Negli ultimi anni, anche a causa dei recentissimi conflitti ai confini d’ Europa, sono letteralmente esplose per numero e per importanza le lobbies legate alla produzione delle armi. A ciò ha contribuito direttamente anche la Commissione europea nel momento in cui ha letteralmente infranto il tabù di finanziare direttamente con soldi pubblici europei i produttori di armi e mezzi di difesa. Oggi senza ombra di dubbio la lobby più importante è quella che gravita nel settore delle armi. Fino al 2014 il bilancio europeo non poteva essere impiegato per costruire armi, questo era lo spirito di pace dell’Unione sorta sulle ceneri della Seconda guerra mondiale. Poi Vladimir Putin invade la Crimea, arriva le Brexit, Donald Trump con i suoi poco indiretti attacchi alla NATO, gli attentati terroristici a Londra, Parigi e Bruxelles e da quel momento in un crescendo continuo tutto cambia. Nel 2017 nasce la PESCO – Permanent Structured Cooperation, cooperazione tra i governi europei per progetti comuni e vengono distribuiti 90 milioni di euro per finanziare i primi 18 progetti sulle armi, nel 2020 si è passati ad oltre 500 milioni con il programma EDIDP – European Defence Industrial Development Programme, collegato a 41 progetti. Lo scopo oramai chiaro e dichiarato della difesa europea è quello di sostenere l’industria bellica dell’Unione. Oggi il Fondo europeo per la difesa come si legge nell’ ultimo Bilancio europeo è pari a ben 7,9 miliardi di euro. La Francia, leader nel settore, gode di 225 milioni di euro, ben al di sotto di tale importo seguono Germania, Italia e Spagna. Anche in questo caso è tutto un gioco di potere e di lobby che, a gran voce, partecipano a tutte le decisioni sulle attribuzioni dei fondi che vengono prese in “oscure stanze” dove si decide degli interessi industriali che dominano le scelte europee, il tutto in concerto con esperti e comitati di consulenza.

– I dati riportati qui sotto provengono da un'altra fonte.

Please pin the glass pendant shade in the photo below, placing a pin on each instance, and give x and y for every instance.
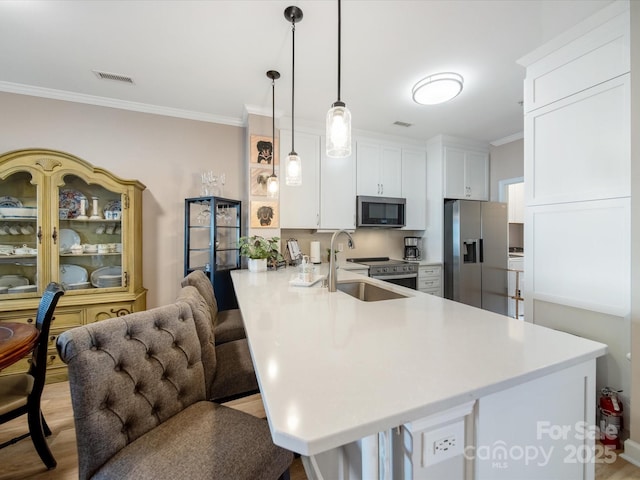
(338, 131)
(294, 170)
(272, 186)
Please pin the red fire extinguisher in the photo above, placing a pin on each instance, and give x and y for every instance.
(610, 409)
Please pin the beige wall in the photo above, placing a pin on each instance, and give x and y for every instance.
(166, 154)
(635, 230)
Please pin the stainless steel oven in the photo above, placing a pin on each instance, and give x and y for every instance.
(399, 272)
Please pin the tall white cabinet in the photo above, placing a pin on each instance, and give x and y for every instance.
(456, 168)
(379, 169)
(577, 166)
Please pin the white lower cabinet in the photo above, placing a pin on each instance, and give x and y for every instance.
(430, 279)
(414, 188)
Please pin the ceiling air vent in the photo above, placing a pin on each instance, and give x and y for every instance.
(113, 76)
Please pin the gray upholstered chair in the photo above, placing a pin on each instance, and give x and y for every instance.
(139, 402)
(228, 368)
(227, 324)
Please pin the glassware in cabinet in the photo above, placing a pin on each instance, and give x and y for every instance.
(212, 234)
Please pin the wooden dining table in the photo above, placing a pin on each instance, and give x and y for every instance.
(16, 341)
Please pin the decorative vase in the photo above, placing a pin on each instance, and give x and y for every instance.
(257, 264)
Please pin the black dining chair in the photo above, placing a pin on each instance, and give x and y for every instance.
(20, 394)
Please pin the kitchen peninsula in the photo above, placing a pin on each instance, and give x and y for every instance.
(334, 371)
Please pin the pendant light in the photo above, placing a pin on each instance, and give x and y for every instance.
(339, 116)
(294, 165)
(272, 181)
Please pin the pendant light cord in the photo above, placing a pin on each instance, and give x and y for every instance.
(339, 44)
(293, 78)
(273, 127)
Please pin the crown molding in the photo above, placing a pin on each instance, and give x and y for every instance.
(507, 139)
(66, 96)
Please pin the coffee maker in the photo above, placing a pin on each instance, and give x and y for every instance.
(411, 250)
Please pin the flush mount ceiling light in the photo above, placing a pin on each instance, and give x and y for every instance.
(339, 116)
(272, 181)
(293, 14)
(437, 88)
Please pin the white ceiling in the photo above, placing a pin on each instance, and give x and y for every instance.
(207, 59)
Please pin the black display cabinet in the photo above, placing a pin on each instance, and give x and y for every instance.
(211, 243)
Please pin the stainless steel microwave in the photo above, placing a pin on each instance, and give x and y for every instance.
(380, 212)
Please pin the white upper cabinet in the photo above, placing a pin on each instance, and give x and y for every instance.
(466, 174)
(300, 206)
(337, 192)
(414, 187)
(379, 169)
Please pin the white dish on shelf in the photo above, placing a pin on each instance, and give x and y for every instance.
(78, 286)
(70, 274)
(297, 282)
(107, 277)
(13, 281)
(68, 237)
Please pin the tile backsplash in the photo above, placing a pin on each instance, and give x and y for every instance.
(369, 242)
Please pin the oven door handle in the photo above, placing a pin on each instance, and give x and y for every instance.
(395, 277)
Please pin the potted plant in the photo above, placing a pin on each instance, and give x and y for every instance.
(259, 251)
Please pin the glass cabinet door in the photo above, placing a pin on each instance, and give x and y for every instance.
(212, 233)
(20, 233)
(88, 243)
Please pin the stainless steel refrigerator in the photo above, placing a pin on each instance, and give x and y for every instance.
(476, 253)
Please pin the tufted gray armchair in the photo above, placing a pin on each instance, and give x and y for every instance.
(228, 368)
(139, 400)
(227, 324)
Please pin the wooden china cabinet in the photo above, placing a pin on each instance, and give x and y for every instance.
(64, 220)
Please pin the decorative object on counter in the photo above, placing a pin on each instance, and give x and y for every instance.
(272, 181)
(339, 116)
(74, 201)
(437, 88)
(212, 184)
(264, 214)
(260, 248)
(294, 165)
(314, 252)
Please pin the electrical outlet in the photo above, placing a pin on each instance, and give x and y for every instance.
(439, 444)
(444, 445)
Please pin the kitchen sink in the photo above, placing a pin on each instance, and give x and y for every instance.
(367, 292)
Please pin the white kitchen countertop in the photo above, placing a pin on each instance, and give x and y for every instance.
(333, 369)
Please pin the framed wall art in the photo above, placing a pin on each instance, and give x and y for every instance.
(264, 214)
(262, 151)
(258, 180)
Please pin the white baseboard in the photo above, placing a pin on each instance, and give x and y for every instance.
(631, 452)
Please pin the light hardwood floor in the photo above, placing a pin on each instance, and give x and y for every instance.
(20, 461)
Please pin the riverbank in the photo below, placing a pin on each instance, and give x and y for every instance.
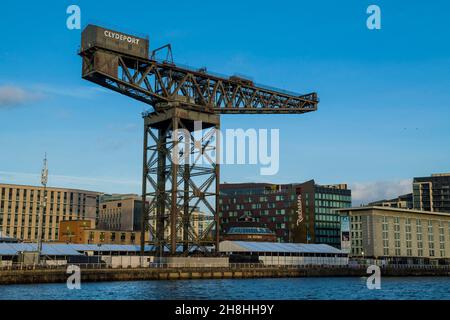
(141, 274)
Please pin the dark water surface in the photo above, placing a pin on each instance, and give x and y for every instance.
(290, 288)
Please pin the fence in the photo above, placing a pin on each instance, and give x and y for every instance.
(232, 266)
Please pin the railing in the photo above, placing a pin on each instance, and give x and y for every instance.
(206, 266)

C’è un problema di trasparenza quindi.
Questi working group si svolgono tutti rigorosamente a porte chiuse, senza far trapelare resoconti sulle posizioni decise da ogni singolo Stato. Sicuramente la fase in assoluto più delicata è quella riguardante la preparazione di una nuova legge dove è la Commissione europea ad avere l’esclusiva legislativa. Deve essere chiaro che nessuno, né gli eurodeputati eletti dai cittadini, né il Consiglio può proporre direttamente le leggi. È un compito istituzionale esclusivo della Commissione che poi è anche l’organo che liquida gli importi dei vari fondi europei. Quindi, per motivi legati al liberalismo dominante a Bruxelles, intorno alla Commissione europea gravitano una miriade di gruppi di esperti, consulenti, partenariati pubblici e privati che di fatto “aiutano” l’esecutivo Ue nella preparazione delle leggi e degli atti delegati, insomma la lobby a tutti gli effetti è ben dentro alle istituzioni europee.